FMI and its industry partners garnered support for a bill with the intent to reform the “Nutrition Labeling of Standard Menu Items at Chain Restaurants,” included as section 4205 of the Patient Protection and Affordable Care Act, that lumps traditional grocery stores with restaurants on menu labeling requirements. The bill, entitled “Common Sense Nutrition Disclosure Act of 2012,” introduced this afternoon by Representatives John Carter (R-TX), Henry Cuellar (D-TX) and 18 additional co-sponsors alongside industry groups representative of food retailers, demonstrates how the US Food and Drug Administration (FDA) misinterpreted the law.
“We support Congressman Carter’s efforts and applaud such a diverse, bipartisan backing of this bill,” Dya Campos, Texas food retailer H-E-B’s Director of Public Affairs says. “Food retailers have a deep commitment to the health of their customers, but with FDA’s proposed interpretation, we’d be forced to be formulaic with our recipes, which is not what our customers typically expect from among our fresh, in-store-made options.”

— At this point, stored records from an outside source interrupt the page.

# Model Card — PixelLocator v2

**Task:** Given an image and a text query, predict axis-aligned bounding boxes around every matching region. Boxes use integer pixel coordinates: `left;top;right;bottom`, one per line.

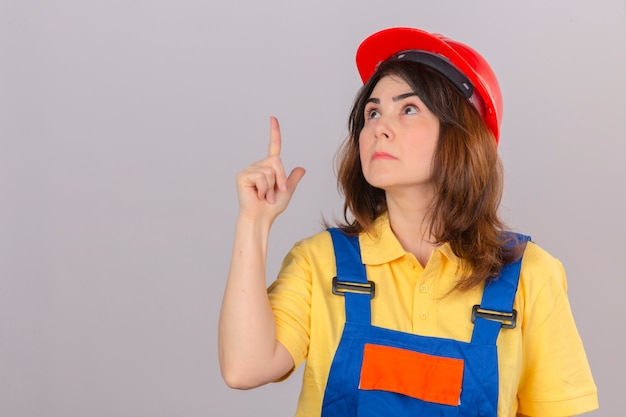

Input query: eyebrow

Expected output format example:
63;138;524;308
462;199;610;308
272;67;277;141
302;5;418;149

365;91;417;104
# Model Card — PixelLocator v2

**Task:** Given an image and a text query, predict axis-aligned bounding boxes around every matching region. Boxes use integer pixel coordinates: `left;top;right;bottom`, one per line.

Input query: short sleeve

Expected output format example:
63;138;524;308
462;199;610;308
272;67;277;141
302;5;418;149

268;242;312;367
518;244;598;417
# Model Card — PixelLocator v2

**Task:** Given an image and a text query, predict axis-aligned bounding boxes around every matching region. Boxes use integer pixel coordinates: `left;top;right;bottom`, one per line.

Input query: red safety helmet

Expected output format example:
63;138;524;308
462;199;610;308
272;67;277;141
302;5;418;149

356;27;502;143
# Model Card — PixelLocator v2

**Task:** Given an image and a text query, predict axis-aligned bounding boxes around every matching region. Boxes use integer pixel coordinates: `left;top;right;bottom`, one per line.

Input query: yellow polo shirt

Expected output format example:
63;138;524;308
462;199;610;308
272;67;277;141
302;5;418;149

268;216;598;417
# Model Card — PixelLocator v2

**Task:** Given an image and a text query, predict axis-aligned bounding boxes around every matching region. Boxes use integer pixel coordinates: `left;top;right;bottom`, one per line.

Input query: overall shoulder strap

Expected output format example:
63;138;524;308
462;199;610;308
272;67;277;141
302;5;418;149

328;228;374;324
472;232;530;345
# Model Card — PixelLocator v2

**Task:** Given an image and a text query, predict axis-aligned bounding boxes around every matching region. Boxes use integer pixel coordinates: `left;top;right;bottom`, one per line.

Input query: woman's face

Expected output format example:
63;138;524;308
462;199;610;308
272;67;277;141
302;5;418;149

359;76;439;192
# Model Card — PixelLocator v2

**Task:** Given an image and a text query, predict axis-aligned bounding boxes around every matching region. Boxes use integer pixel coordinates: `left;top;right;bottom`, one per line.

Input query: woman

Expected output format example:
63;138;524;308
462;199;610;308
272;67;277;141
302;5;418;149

219;28;597;417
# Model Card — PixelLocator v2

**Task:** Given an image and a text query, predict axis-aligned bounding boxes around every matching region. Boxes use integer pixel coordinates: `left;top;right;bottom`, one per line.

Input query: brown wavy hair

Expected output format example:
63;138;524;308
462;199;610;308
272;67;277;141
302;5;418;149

337;61;521;290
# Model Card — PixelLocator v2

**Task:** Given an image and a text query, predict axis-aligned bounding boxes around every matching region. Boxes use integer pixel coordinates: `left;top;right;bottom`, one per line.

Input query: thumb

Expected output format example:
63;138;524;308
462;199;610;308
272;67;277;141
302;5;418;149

287;167;306;193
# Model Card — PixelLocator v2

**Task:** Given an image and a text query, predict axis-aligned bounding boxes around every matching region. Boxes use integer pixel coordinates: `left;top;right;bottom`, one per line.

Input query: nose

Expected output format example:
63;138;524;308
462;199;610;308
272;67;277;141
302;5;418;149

374;117;393;139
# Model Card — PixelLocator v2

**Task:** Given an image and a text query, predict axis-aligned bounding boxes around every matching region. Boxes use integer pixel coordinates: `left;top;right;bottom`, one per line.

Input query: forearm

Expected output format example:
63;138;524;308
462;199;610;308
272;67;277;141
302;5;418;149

218;217;290;388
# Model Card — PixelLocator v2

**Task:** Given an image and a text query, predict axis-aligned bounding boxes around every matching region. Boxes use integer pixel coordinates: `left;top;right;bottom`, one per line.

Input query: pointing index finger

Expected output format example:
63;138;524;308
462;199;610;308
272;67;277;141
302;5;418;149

267;116;281;156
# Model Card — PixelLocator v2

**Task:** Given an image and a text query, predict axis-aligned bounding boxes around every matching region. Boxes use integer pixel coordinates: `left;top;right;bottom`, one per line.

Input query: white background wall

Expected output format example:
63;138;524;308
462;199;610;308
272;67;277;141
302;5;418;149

0;0;626;417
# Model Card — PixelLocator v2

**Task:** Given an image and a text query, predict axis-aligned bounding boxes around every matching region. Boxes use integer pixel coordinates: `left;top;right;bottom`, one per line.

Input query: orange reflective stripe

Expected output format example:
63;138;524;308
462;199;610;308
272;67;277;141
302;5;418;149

359;344;463;406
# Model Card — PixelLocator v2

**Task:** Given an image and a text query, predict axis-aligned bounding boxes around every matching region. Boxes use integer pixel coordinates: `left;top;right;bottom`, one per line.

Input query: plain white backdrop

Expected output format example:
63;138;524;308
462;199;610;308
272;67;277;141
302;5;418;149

0;0;626;417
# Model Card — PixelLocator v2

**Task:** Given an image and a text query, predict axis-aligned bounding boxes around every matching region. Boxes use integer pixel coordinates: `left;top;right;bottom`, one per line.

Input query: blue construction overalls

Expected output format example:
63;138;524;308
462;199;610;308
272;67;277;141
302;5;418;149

322;229;530;417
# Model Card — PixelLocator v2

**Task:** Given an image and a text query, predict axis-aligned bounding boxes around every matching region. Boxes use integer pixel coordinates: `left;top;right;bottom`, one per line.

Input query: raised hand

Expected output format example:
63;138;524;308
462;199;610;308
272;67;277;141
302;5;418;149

237;117;305;222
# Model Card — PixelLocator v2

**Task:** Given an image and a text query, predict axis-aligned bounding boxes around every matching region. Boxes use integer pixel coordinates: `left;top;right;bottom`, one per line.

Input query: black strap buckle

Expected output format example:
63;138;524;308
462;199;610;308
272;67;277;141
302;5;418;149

333;277;376;298
472;304;517;329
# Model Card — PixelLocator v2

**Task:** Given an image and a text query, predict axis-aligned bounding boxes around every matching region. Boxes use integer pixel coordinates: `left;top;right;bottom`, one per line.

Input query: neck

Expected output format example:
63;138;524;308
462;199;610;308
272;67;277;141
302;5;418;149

387;187;437;266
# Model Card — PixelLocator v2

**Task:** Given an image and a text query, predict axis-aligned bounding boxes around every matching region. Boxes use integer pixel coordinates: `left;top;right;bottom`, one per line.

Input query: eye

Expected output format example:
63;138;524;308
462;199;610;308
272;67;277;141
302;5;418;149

365;108;380;120
402;104;417;114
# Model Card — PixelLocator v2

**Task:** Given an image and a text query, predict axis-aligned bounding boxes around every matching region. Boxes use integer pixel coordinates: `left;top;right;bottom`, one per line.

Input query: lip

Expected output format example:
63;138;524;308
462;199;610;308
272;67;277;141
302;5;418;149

372;151;398;160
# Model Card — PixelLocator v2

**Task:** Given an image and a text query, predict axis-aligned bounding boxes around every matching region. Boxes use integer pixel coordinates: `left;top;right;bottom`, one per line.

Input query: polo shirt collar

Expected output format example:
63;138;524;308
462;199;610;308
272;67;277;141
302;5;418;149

359;213;461;265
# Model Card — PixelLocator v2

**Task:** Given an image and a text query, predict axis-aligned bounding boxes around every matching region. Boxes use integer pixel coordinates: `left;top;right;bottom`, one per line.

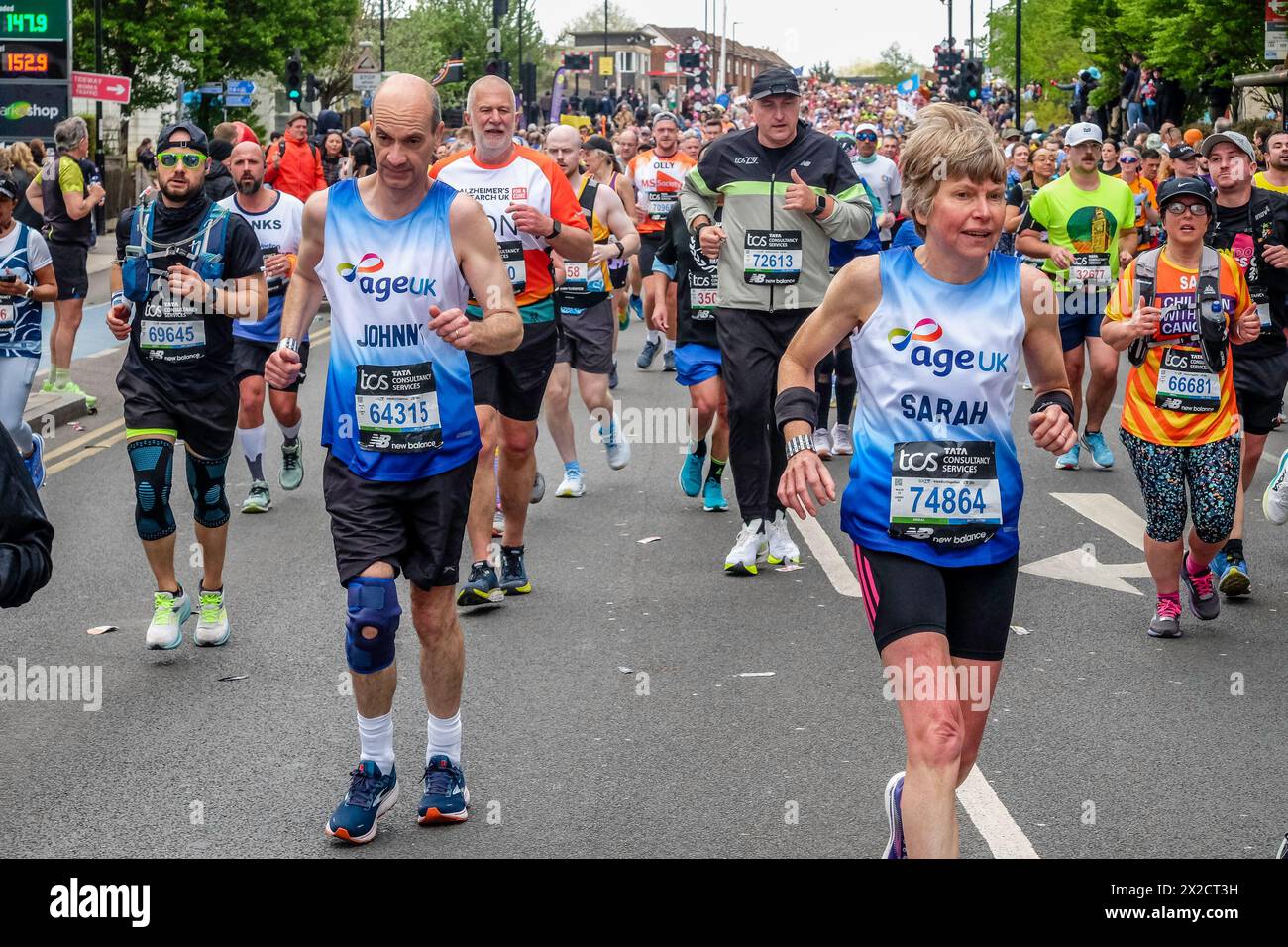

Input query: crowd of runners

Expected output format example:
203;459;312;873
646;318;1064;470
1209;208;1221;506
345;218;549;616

0;62;1288;857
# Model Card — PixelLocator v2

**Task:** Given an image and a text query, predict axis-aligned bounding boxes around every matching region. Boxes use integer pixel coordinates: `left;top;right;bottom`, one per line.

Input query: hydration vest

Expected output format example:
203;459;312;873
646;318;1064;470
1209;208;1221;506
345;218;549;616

121;202;228;303
1127;245;1229;372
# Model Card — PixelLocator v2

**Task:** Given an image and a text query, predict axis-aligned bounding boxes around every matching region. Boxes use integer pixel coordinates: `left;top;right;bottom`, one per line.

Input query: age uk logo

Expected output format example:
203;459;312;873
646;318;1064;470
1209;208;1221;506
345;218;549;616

335;254;385;282
886;318;944;352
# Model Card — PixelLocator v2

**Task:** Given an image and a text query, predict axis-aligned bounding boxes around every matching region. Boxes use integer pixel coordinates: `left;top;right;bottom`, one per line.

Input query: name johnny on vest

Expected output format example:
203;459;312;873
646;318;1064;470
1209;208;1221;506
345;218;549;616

49;878;152;927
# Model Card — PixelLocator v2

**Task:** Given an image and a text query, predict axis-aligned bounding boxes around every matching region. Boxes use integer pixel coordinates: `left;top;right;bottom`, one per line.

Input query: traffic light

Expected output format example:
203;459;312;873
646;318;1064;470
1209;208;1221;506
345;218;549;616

286;55;304;106
958;59;984;103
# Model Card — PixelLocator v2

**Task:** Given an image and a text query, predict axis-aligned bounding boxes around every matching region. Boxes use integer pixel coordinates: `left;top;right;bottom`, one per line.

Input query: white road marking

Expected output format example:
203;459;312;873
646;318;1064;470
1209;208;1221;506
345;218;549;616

1051;493;1145;549
791;511;863;598
957;767;1038;858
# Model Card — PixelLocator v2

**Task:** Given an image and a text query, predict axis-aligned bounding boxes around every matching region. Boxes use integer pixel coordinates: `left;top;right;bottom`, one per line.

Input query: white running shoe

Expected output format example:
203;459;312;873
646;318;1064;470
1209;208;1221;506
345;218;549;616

725;519;769;576
599;427;631;471
832;424;854;458
555;471;587;496
146;588;192;651
765;510;802;566
1261;451;1288;526
192;586;232;648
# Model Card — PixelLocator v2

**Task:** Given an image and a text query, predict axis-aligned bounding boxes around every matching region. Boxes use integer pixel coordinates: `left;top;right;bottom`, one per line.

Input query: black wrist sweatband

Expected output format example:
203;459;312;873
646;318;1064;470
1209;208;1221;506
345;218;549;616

774;386;818;433
1029;391;1074;424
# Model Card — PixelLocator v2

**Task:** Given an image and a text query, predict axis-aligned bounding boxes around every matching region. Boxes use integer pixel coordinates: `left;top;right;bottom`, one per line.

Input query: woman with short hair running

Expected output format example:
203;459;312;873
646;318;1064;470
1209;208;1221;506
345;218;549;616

1102;177;1261;638
776;103;1076;858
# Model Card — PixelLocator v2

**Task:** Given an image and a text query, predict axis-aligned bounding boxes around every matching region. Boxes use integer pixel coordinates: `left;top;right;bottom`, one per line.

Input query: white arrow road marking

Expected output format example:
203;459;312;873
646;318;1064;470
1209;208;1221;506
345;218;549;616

791;510;863;598
1020;493;1149;595
1020;549;1149;595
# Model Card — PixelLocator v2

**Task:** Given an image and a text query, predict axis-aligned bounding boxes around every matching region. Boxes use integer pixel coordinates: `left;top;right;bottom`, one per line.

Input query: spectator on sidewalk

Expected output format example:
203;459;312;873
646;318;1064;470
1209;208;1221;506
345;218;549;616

0;176;58;489
265;112;326;201
9;142;44;231
201;137;237;201
27;116;107;412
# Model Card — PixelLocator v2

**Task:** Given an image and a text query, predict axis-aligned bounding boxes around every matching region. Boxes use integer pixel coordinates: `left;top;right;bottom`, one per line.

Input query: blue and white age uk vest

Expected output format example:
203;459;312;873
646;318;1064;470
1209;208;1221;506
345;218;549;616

316;179;481;481
841;248;1025;566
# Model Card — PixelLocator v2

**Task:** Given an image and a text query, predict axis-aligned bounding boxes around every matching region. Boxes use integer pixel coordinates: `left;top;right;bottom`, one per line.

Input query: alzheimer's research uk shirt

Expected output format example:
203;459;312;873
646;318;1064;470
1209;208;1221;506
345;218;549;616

429;145;589;323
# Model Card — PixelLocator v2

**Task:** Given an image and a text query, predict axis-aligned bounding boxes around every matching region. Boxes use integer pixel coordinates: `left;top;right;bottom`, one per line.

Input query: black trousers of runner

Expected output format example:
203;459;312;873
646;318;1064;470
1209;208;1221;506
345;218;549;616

716;308;812;523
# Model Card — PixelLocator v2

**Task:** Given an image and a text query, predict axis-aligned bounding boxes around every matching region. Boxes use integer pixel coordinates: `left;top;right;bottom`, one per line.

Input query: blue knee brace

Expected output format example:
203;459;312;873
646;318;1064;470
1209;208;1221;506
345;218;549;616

125;437;174;540
344;576;402;674
188;453;231;530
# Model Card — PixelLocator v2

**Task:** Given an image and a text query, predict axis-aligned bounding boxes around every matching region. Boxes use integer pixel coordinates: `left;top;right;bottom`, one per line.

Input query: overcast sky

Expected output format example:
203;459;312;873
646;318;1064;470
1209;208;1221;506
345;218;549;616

537;0;988;69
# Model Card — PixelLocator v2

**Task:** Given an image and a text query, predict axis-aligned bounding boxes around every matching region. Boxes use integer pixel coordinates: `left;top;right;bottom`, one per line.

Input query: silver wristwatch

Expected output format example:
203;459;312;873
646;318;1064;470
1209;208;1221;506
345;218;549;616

787;434;814;460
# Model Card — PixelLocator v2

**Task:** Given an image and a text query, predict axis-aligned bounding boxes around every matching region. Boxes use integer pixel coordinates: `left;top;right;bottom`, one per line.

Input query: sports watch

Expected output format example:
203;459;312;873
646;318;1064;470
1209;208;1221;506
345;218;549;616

787;434;814;460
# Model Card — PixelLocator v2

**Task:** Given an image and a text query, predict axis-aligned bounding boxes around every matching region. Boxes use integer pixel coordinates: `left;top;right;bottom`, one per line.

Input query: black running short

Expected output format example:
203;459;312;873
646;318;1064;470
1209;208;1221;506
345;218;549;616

116;368;239;460
49;240;89;300
233;335;309;391
1234;352;1288;434
854;546;1020;661
322;451;478;591
467;322;559;421
639;231;666;279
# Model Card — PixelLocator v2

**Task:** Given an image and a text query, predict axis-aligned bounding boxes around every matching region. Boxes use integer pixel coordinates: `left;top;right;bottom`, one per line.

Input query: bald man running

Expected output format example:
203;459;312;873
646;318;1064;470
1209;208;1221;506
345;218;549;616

219;142;309;513
265;73;523;843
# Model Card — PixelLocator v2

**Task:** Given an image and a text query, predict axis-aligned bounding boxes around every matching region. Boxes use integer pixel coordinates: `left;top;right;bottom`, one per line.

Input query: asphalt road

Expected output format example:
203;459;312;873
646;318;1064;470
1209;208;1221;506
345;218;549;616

0;313;1288;858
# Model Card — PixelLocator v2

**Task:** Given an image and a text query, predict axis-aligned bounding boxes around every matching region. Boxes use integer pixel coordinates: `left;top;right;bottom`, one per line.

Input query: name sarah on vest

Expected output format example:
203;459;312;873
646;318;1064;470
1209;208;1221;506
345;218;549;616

353;275;438;303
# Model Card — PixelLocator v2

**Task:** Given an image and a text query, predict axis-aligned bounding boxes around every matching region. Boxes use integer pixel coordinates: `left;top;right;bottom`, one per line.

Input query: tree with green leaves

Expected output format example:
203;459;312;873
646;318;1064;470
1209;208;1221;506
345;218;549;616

873;43;926;85
808;59;836;82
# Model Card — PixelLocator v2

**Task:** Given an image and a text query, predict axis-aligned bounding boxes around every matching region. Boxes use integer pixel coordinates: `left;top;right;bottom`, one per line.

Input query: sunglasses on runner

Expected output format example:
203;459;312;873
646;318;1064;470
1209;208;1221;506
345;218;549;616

158;151;206;167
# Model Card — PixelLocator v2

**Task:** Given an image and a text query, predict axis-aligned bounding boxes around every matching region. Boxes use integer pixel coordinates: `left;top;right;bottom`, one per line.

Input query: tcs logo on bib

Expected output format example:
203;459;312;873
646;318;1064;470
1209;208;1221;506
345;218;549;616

886;318;1009;377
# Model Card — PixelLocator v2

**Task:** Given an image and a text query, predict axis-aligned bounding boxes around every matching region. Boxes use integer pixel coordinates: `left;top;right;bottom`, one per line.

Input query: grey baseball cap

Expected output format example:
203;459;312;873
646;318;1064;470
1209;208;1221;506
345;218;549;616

1199;132;1257;162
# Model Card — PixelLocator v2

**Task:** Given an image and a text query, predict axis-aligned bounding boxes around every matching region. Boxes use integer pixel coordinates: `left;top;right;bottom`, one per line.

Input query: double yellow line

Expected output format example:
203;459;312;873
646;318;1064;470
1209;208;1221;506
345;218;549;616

46;326;331;475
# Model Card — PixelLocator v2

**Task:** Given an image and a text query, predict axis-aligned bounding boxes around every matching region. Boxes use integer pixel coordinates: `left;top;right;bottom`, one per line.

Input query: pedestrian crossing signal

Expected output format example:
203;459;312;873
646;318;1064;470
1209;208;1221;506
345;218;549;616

286;55;304;104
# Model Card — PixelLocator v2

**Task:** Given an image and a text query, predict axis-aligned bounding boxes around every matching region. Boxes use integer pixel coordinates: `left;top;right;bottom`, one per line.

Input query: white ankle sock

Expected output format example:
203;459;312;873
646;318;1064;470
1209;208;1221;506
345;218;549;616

425;708;461;766
358;710;394;775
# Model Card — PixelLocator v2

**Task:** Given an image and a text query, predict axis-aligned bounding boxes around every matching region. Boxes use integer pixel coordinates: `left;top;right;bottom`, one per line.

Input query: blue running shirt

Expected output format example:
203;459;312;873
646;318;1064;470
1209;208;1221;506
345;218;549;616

841;249;1025;566
317;179;481;481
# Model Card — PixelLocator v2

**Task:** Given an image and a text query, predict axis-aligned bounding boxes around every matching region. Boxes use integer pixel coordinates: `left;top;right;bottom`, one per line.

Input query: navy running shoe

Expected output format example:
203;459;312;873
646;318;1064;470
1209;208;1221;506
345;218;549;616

881;770;909;858
635;339;662;368
456;559;505;608
416;754;471;826
326;760;398;845
501;546;532;595
680;451;705;496
22;432;46;489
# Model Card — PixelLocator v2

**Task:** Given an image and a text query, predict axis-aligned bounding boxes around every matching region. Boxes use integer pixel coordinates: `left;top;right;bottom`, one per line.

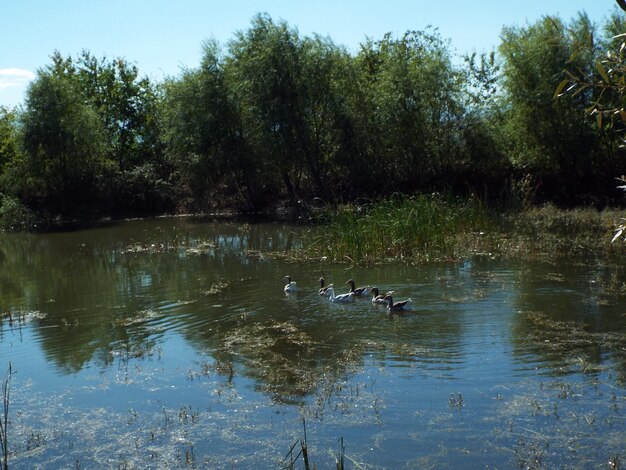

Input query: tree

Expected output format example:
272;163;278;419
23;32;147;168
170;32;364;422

499;14;602;204
22;70;107;215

Under the Nutrition Labeling and Education Act and other food labeling laws, more than 95 percent of the foods sold in grocery stores already typically provide nutrition information. The average store in the industry carries about 39,000 stock-keeping units (SKUs), according to FMI’s survey, the US Food Retailing Industry Speaks 2011, and 10 to 15% of those items are non-food items, while it is estimated that 34,000 are food items.
“The financial burdens of extending restaurant menu labeling to supermarkets in such a prescriptive manner are extraordinary,” says Jennifer Hatcher, FMI senior vice president of government and political affairs. “We appreciate this bi-partisan legislative effort that recognizes supermarkets are not restaurants, acknowledging the 95% of supermarket offerings that are labeled with full nutrition facts, not just calories, and we urge FDA to acknowledge the same in their final rule.”
“We thank Congress for their support and ultimately the way in which we meet the needs of our customers. There’s enough economic strain on our customers today, and one more regulation not originally intended to apply to grocery stores could significantly impact our customers and small, grocery-oriented businesses,” Campos says.